When it came down to it, that was why he hated current events so much – they made him think about the bombs.
The best way to kill something that can't die, to kill an idea, is to ignore it. He heard that in a movie once, he thought. Or from someone famous. He couldn't recall.
--
He was sitting alone at lunch that day. He hadn't made too many new friends since school had started. His father was constantly telling him that moving away from New York could be an adventure. It did nothing but make Darryl feel less safe. New York was so peaceful and so on-the-move, it was like the beating heart of the world, pumping life into all markets and all other individual countries. Something about that top-of-the-world status made Darryl feel much safer, ironically. He ate his sandwich in peace, reflecting on how life could have been if he'd stayed.
I might've been just as bored, he said to himself, taking a bite out of the processed egg salad. Still, at least I'd be bored with some people I knew.
The periods drudged past like a creature without legs, digging its nails into the laminate floor hoping to make it to somewhere the pain could end. It never did. The stale air, the teacher's drone, it was all unbearable. He prayed to whatever God was listening, underneath the scratching chalk cutting numbers and equations into the board, that it all could end. That he could be taken away, like he was meant for something more than this. Or at least that he could be taken away to a more interesting class.
The one thing that was even remotely interesting that day was history, strangely enough. The class had just started on the chapter of Japan Pre-2080, which was incredibly boring. Japan was heading the technological market, coming up with more and more innovative ideas by the month, and was the leading country in technological design and engineering. But the teacher, Mr. Allen, went on to a whole other topic.
"As an aside," he began, removing his glasses and leaning forward on the desk, as if preparing to speak secretively. "Have your parents ever talked to you about the Reign of Kira?"
Some kids raised their hands, but most of the class was clueless. "Ciara? Who's she?" one kid asked.
"Kira's something your parents probably weren't alive to remember, and he's something your grandparents probably wouldn't want to remember. It's been just over a hundred years since it all began, but some still like to think of it as 'just a legend.' It's their way of trying to hush it up."
Darryl sat up for the first time in months. He closed his laptop, leaned into the heel of his hand and never broke concentration.
Around that time, Japan was at its all-time highest in criminality. Darryl, once again, began to remember the bombs. Nothing that drastic occurred back then of course, but crime, corruption, all of it was at its apex. Rapists running loose on the streets because of a lack of evidence, robbers going on with their so-called lives, murderers being sentenced for parole again and again.
Until Kira surfaced to take action. There is no record of how it was done, no record of the weapon or management of the murders, but his name still lives on as one of the most confusing, baffling, and longest-running criminals of all-time.
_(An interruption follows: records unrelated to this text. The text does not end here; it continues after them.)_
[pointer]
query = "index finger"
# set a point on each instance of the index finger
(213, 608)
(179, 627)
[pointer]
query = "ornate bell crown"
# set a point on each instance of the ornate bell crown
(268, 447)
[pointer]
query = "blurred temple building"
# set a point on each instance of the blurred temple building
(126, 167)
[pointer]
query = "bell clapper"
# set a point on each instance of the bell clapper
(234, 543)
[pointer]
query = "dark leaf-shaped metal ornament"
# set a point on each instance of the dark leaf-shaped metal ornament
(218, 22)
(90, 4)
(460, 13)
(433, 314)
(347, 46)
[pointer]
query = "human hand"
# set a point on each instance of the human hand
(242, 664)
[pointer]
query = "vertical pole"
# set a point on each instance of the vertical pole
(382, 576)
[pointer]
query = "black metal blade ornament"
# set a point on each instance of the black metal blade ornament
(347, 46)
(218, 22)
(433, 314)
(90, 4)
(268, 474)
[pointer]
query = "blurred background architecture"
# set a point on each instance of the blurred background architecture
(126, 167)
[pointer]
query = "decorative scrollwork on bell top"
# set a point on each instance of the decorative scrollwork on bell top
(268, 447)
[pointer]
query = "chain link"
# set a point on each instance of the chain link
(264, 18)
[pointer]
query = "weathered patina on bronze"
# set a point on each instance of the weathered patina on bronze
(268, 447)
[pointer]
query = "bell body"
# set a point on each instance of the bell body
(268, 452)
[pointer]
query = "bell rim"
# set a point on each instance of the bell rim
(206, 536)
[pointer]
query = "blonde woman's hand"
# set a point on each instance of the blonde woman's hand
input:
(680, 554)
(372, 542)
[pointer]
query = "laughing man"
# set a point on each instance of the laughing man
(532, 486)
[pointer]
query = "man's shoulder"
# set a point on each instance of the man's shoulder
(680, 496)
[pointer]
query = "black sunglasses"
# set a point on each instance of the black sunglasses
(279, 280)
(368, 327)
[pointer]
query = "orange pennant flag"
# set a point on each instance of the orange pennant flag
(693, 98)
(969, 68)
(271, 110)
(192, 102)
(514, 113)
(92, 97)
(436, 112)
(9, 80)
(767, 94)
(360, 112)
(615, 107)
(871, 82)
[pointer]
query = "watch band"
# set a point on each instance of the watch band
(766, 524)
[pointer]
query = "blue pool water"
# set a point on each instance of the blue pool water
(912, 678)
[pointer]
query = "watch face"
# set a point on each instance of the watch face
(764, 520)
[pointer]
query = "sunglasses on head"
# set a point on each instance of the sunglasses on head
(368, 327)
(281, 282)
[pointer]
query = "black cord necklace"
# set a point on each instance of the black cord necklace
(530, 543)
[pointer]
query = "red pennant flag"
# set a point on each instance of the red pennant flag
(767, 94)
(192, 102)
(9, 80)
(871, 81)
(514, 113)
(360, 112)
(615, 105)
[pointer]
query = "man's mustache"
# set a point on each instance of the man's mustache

One-by-one, he began to kill criminals off like flies. Though, the most interesting thing is that he did not kill them directly. Whether he had some (or many) others doing the work for him or not, he would kill off all the criminals by having them die of heart attacks. How he did this was either never discovered or never revealed, but the teacher decided not to continue on that subject. Once a few kids began to question what his motives were, and why someone isn't continuing his Reign, he closed the topic from debate.
"I think that's enough for now, guys." He put his glasses back on and opened up his tablet. "Let's start on section one of the chapter."
But Darryl never once stopped thinking about it. This "Kira." What kind of a person was he? What did he want? Did he have some direct, personal vendetta against criminals, or was he simply enthralled at the thought of killing those he saw as lesser than himself? Was it something overnight, or something that gathered itself, collecting the pieces for years at a time until one day it decided to take shape and unleash itself upon Japan, and then the world.
Who was Kira? More importantly, though – who was the man behind the idea?
There was still something that hung in the back of his mind as he pondered the person behind all of this, something that nagged him until he couldn't bear to contain it from his curiosity anymore.
How did he do it?
--
Welcome home, Master Darryl. How was school?
"It was like it always is, Dael – makes me want to kill myself." Darryl threw his bag on his bed and sat at his computer desk. The system spoke again from his bedside clock.
Message
From: your father. Accept?
"Can you just tell me the gist of it? Did he need something?"
Information: Extracting… No. He did not need anything. He simply asks if all is well.
"I can answer him back later. Dael, I need a favor."
Command: waiting…
"I want you to look up information on the 'Kira' case."
Command: Confirmed. Processing…
Security Question: Is this school-related? Information contains content which may be inappropriate.
"Yeah, my history teacher brought it up in class today. It – caught my attention."
Information: Found. Open which source?
Darryl thought for a moment. "All of them."
Darryl hardly slept. Everything he read about the Kira case haunted him, but intrigued him. He stared up at the ceiling, lying on his bed, just thinking, thinking like his brain had been sleeping for ages and just now lit up like a wildfire. The teacher kept referring to Kira as a "mass murderer." Darryl did not see him as such anymore. He saw Kira's true intentions: to rid the world of crime, and to pass righteous judgment upon the world.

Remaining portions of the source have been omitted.